In order to slow the release of moisture, seal the exposed end-grain surfaces on your cut pieces. (It's not necessary to seal any oversize sections or rounds that you plan to turn wet within 8 to 10 weeks.) Use a sealer, such as End Grain Wood Sealer, available from Packard Woodworks Inc. (call 800/683-8876, or go to www.packardwoodworks.com).

Now, store oversize sections outside, off the ground, and sheltered from direct sun and rain. Keep the cut pieces inside. How long will it take the cut pieces to dry? This varies with temperature and humidity conditions. As a general guide, Bruce has found that small rounds and blocks less than 112 thick or boards less than 34 " thick dry in about 12 weeks in warm air. Thicker pieces can take up to 6 months.

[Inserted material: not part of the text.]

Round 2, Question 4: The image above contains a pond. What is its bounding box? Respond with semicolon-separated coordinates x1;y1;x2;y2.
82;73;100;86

3 easy steps to prepare a round

In order for the weight of your burl to be evenly distributed when turning it on the lathe, you'll need to flatten its back and round its outside, as shown in these photos. Waiting about four weeks before turning the burl will allow initial moisture release to help stabilize the wood so there's less chance of distortion.

Step 1: Chainsaw through the pith of the oversize section to remove the back half of the log while also flattening the back of the burl.

Cutting a burl

Step 2: Trim the excess trunk ends, then chainsaw along the sides of the burl to square it, as shown here.

Trimming  a burl cutting

Step 3: Nail a cardboard disc of suitable size for a cutting guide to the burl's top. Band saw the burl round, following the disc.